A digital twin is a dynamic digital model of a product, process, or person, which analyzes existing business system data combined with real-world data. However, the value of digital twins expands past the single digital model of an asset and is increasingly an underpinning element of an organization's digital transformation initiatives.
There are innovative and emerging technologies spanning the digital twin stack creating tangible business value for smart connected products and smart connected operations use cases. However, each digital twin differs in some form of functionality, complexity, integrations and technologies. The more technology systems added, the more ‘full’ the twin becomes, creating a digital thread, which adds challenges and opportunities for enterprise adopters and technology providers alike. Fundamental technologies up-through emerging ones span the physical and digital realms and enable increasingly valuable digital twin outcomes.
There are a few core underlying technologies to fulfill table stakes requirements of a digital twin, surpassing lighter digital replicas and shadow categorizations in terms of value created. The physical asset must have the compute power to generate data and access to servers on-premises, in the cloud or at the edge for further processing and storage. The means to transmit this data requires reliable connectivity, which can come in the form of a LTE cellular network for geographically dispersed assets or a private low-power wide area network (LPWAN) in an operations deployment, among others. Any form of connectivity and device with internet access requires prudent security systems ensuring the integrity of the device, network, data, and server. At some level, there must be an accessible digital definition of the asset’s historical systems of records, which could include computer-aided design (CAD) models, product lifecycle management (PLM) integrations and increasingly real-time characteristics.
As the digital twin matures, there needs to be another layer of control and actionability to truly satisfy its term; 451 Research claims that ‘Twin implies that what happens to one happens to the other, in a mutable fashion’. To fulfill this, an IIoT Platform is required to connect, contextualize, and interact with these disparate physical systems as well as provide the virtual lens of the digital twin equipped with real-time sensor data and predictive analytics. Equally important context come from enterprise-wide business systems integrations at the organizational (ERP) and factory floor (MES) levels. This twin data is made available to a variety of front-line personnel through HMIs, supervisory computers, and dashboards.

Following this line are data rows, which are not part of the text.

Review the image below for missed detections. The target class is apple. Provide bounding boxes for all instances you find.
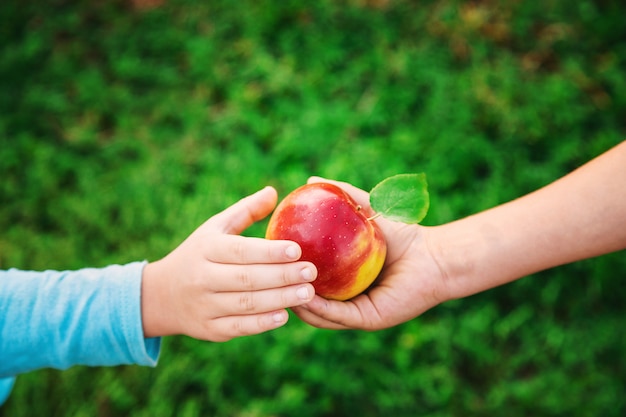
[266,183,387,301]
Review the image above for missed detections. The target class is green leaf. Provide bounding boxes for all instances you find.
[369,173,429,224]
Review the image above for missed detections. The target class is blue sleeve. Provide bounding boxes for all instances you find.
[0,378,13,405]
[0,262,161,404]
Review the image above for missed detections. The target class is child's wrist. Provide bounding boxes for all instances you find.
[141,260,173,338]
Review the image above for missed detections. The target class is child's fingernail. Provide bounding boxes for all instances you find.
[273,311,287,324]
[296,285,311,300]
[285,245,299,260]
[300,267,314,281]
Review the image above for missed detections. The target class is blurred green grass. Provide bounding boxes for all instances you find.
[1,0,625,416]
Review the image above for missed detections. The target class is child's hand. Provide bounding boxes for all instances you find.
[141,186,317,342]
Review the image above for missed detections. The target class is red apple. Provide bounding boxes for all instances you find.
[266,183,387,301]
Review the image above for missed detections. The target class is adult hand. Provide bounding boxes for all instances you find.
[294,142,626,331]
[292,177,448,330]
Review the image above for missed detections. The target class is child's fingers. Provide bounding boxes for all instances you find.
[208,186,278,235]
[208,310,290,342]
[204,234,302,264]
[209,284,315,317]
[206,262,317,292]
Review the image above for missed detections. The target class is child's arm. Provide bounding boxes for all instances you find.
[0,187,316,381]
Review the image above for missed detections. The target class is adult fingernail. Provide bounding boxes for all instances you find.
[285,245,300,260]
[296,285,310,300]
[300,267,314,281]
[307,176,325,183]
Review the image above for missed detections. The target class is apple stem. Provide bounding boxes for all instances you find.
[367,212,382,222]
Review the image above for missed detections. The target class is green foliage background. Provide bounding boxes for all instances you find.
[1,0,625,415]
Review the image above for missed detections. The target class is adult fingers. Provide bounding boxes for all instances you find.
[292,294,387,331]
[290,304,350,330]
[307,176,372,210]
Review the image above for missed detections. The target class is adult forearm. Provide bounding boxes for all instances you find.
[431,141,626,300]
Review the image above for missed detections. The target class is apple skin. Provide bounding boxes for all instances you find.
[266,183,387,301]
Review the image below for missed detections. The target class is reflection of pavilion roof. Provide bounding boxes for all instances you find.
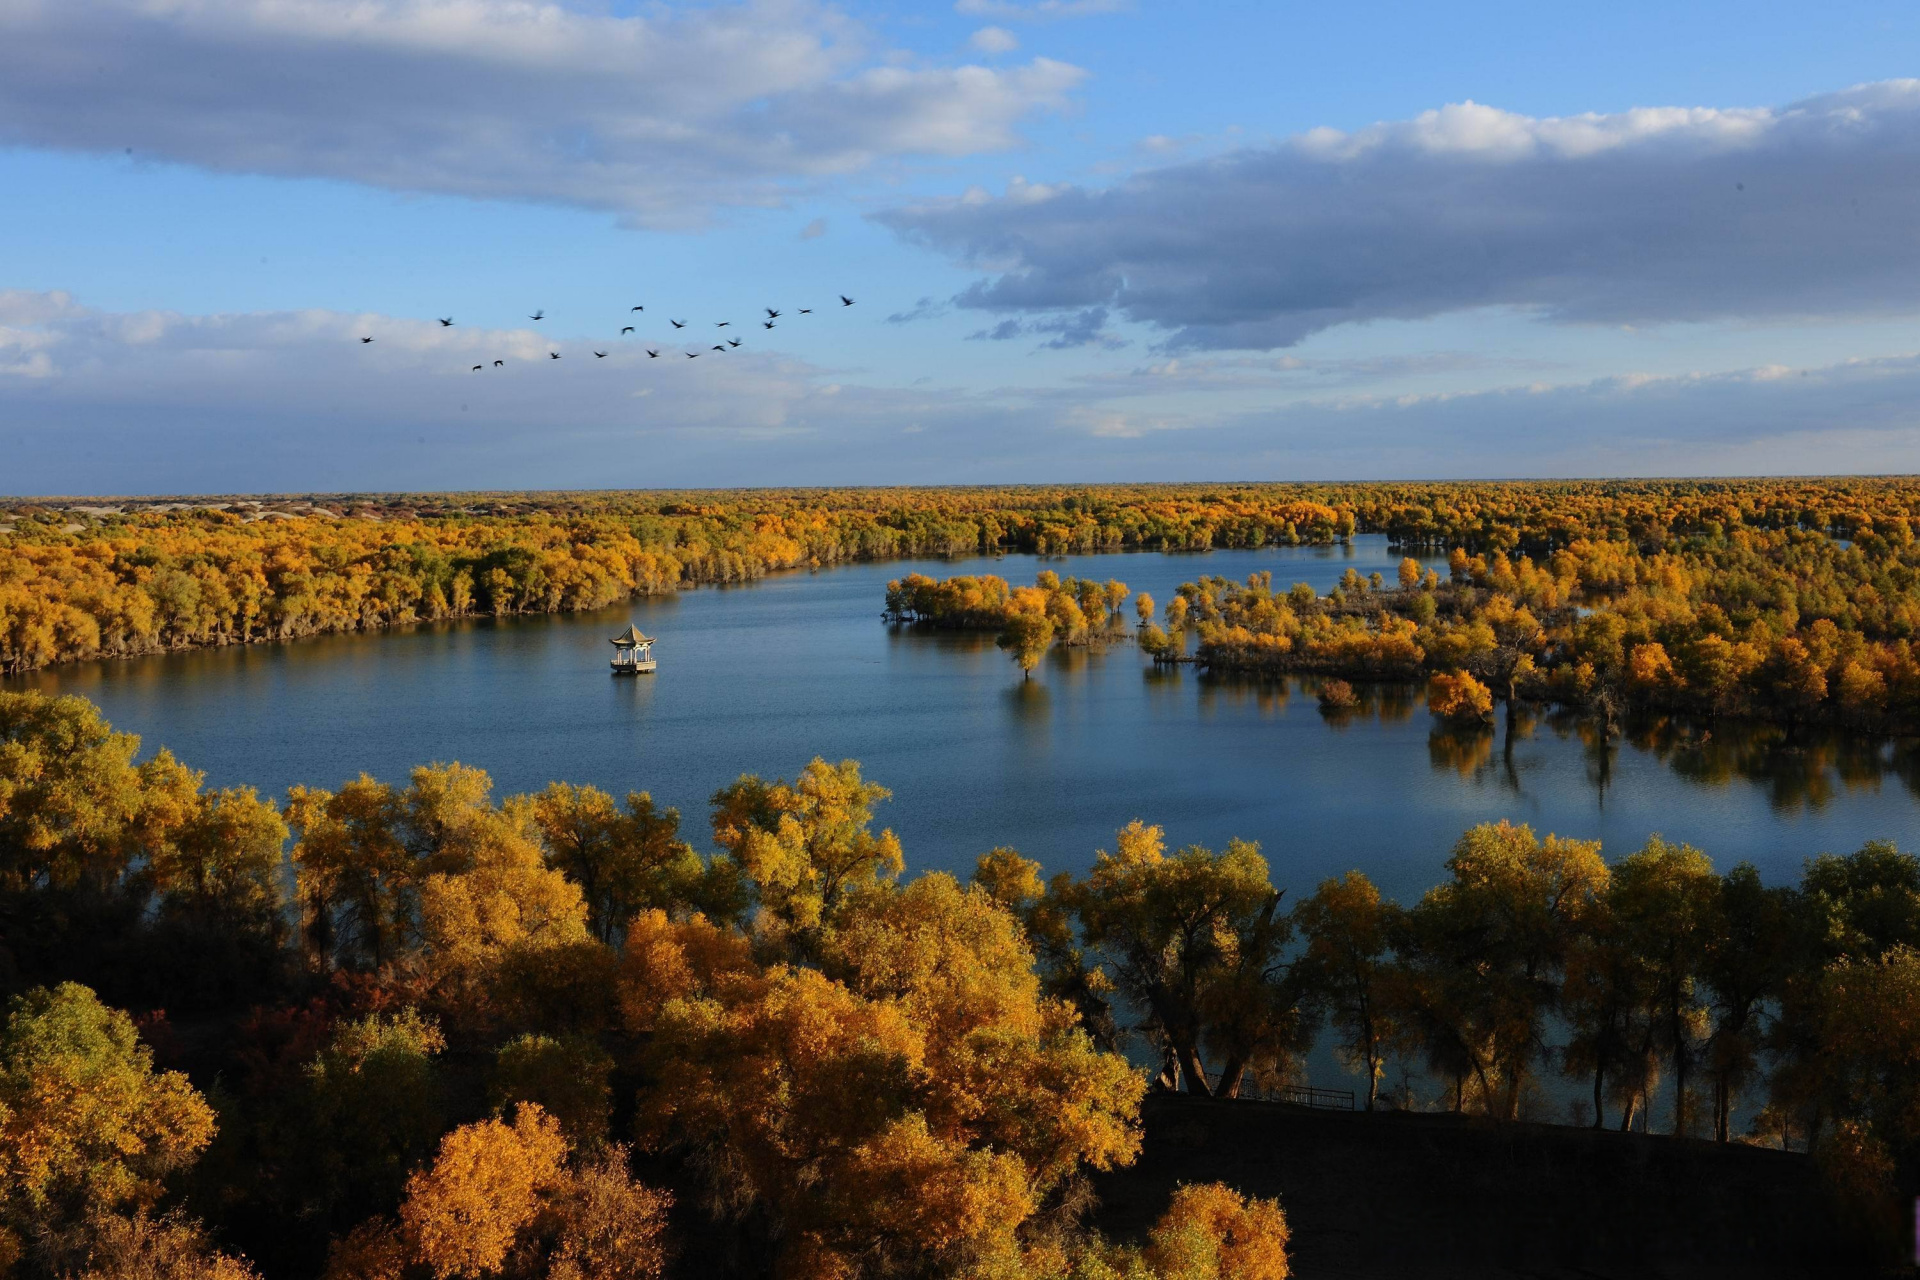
[609,625,654,646]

Emerging technologies will elevate digital twins’ functionality and related business impact in the near future. Edge computing and analytics enables the physical connected asset to locally process data, only sending prudent data off the device; a potentially critical factor for transmitting large 3D twin model data files and optimizing an asset’s compute power, bandwidth, and latency constraints. This local availability of twin data could then be extended to front-line worker’s increasingly available augmented reality headsets, portraying its digital representation and analytics alongside the physical asset for more immersive experiences. Cloud-based applications and IIoT simulation models further predict real-time machine outcomes based on historical and real-world performance data using the IIoT Platform as an insight entryway to further power the digital twin.
The future digital twin will have a transformative business effect on revolutionary industrial product models like additive manufacturing. Product designers equipped with real-world operational performance via a digital twin feedback loop can adapt virtual product models and 3D print the next rendition or replacement spare parts. Technologies under the artificial intelligence domain including machine learning and deep learning algorithms are poised to reveal new operational insights and improve asset efficiencies from these abundant integrated twin data sources. Blockchain provides a decentralized digital ledger capable of validating data feeds from multiple stakeholders in the product lifecycle across a supply chain and create new insights for the twin, improving transparency and security.
Real-world application of this digital twin technology framework often comes in the form of partnership ecosystems; it's necessary to support the myriad of aforementioned technologies. Through the help of partners, Aachen University’s eLAB created a digital twin of its electric vehicle battery production lines, which reduced bottlenecks. The successful deployment included an IIoT platform to manage the connected battery line through role-based applications (PTC), connectivity and compute services (HPE) and the digital definition of assets on the line, simulation and HMI and enterprise systems integrations (NI, OSIsoft).
We anticipate the implementation of these technologies to have a transformative impact on manufactures in the near future. IDC forecasts that by 2022, 40% of IoT platform vendors will integrate simulation platforms, systems, and capabilities to create digital twins and 70% of manufacturers will use digital twins to conduct simulations and scenario evaluations, reducing equipment failures by 30%.
While this opportunity is emerging, the key to creating value from digital twins will be integrating these essential technologies with one another. This is a challenging feat and successful implementations will require the right mix of technologies, domain expertise, and partnership ecosystems.